I am not sure, what the question is, but i know what did you forget. You have also to protect the gate driver. This is because between the gate and the drain (and source) there is some capacitance which in case of ESD discharge will just conduct, so a voltage surge is possible on the gate.
upd. in case of such surge one of the implications may be opening the valve. not very nice.
The first thing that comes to mind is that ESD testing should be done on points that are normally accessible during normal operation. Since you haven't described what you are building, in your question it makes up for kind of a vague answer. The testing is also not described in your question, and the most important thing is what points the ESD gun is connected to. The human body model is with respect to earth ground.

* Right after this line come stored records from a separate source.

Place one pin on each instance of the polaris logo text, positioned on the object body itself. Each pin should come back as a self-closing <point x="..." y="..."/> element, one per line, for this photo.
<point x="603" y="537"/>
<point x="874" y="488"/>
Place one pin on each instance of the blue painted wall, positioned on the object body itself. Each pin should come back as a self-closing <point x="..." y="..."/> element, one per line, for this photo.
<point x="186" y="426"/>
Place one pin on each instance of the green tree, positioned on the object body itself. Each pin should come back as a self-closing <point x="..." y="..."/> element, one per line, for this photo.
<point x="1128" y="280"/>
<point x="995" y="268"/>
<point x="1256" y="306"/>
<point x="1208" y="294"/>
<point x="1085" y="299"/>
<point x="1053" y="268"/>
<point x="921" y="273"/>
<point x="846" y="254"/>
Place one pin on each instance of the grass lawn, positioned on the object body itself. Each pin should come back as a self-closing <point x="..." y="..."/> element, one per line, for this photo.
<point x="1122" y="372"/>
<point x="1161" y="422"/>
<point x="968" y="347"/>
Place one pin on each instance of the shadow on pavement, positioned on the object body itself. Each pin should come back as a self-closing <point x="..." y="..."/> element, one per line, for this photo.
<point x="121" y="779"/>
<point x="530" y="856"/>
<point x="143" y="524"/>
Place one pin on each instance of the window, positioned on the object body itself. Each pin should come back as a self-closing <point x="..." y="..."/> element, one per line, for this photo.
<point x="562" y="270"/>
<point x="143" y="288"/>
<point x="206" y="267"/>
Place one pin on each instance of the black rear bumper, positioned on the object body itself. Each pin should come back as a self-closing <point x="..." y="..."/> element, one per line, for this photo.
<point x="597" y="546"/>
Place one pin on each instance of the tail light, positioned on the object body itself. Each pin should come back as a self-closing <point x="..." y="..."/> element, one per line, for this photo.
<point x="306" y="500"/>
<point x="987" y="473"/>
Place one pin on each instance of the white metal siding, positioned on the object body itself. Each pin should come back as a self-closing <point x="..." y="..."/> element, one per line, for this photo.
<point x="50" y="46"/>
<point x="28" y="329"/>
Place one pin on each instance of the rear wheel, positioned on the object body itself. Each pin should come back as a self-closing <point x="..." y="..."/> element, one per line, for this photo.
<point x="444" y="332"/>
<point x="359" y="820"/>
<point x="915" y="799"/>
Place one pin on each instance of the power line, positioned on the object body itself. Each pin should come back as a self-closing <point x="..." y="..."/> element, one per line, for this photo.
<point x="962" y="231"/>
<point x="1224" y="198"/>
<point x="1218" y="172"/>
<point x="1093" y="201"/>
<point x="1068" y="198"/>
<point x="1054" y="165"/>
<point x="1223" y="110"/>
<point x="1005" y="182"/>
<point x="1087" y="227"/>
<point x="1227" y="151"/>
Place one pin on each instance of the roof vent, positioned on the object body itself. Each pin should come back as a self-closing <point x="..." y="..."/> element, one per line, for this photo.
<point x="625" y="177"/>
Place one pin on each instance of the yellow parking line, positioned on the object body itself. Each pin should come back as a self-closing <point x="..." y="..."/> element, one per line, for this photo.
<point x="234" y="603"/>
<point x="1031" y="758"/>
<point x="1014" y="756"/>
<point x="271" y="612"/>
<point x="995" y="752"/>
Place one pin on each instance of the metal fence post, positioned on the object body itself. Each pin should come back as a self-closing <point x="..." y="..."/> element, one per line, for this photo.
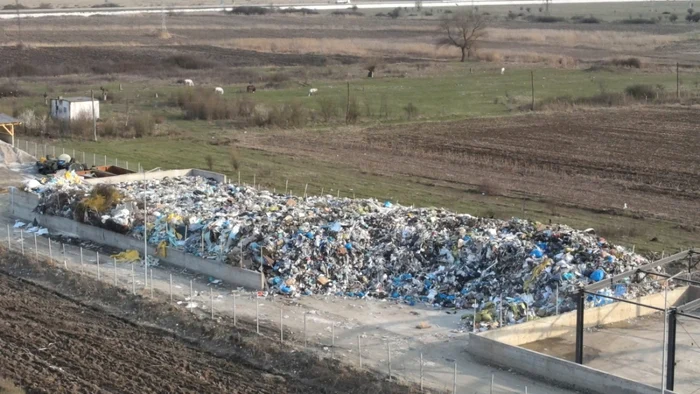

When you say positive strike, do you mean positive with respect to earth ground? Positive with respect to what? The current is going to take the lowest impedance path back to the source. You have to connect the negative or ground side of the ESD gun to something. Normally it is connected to earth ground or chassis ground. The current must travel back to the source, so if you hit the board with the ESD gun connected to ground, it has several 'potential' paths that it could take back. There is the usb shield, the usb ground, the D+ and D- wires, Vbus and the air. The Air is like a 10^6 to 10^9 resistor with a few pF's of capacitance. The D+ and D- wires have at least the resistance of Rt plus whatever is on the driving end of the cable. Vbus would probably have a voltage regulator on it so it would be less than that of Rt. The ground has the resistance of the cable and the connectors, which is probably the lowest of all, being an ohm or two to earth ground (since ground and earth ground are connected somewhere down the line).
So the answer is, its going to take the earth ground back to the source (if you have the esd gun connected to ground, and all paths will see it to some extent, the ground will take most of the current)
Back to the design:
The whole reason for having a shield around USB is to shunt noise and ESD away from the grounding wire that is next to the V+ and V- cables. Because of mutual inductive coupling, you could get some transients that cross over to the datalines and at a minimum create noise that knocks out the packet that was sent.
The best thing would be to use the shield to shunt noise and ESD away from the datalines and usb ground. The next best thing (and not recommended) would be to shunt the ESD down the ground wire of the usb cable.
If the pcb is being handled by humans try and design the pcb so ground is the first thing seen by an ESD event. The ideal situation would be to have a metal case that encloses your device tied to the usb shield. If you can't tie the enclosure to the shield (not recommended) tie it to ground. If you cant have an enclosure then try and use guard rings and a nice healthy ground plane.
Best Answer
The idea of ESD circuits is you want the current from the ESD spike to be shunted away from sensitive electronics. Typically this is done by connecting the diodes to a chassis ground or shield, so the pathway will not be through the ground but out through another pathway and back to the source (usually earth ground which is 0V). If your design doesn't have a chassis ground, then shunt it to the next best place, ask yourself, where do I want these currents to go once they have passed through the diode. With careful PCB planning (like locating a ground connector close to the TVS diodes) can direct currents away from the electronics.
That would be one option, one way I've done it is have a separate chassis ground for the shields of connectors and protected inputs, which is connected via fastener to chassis ground.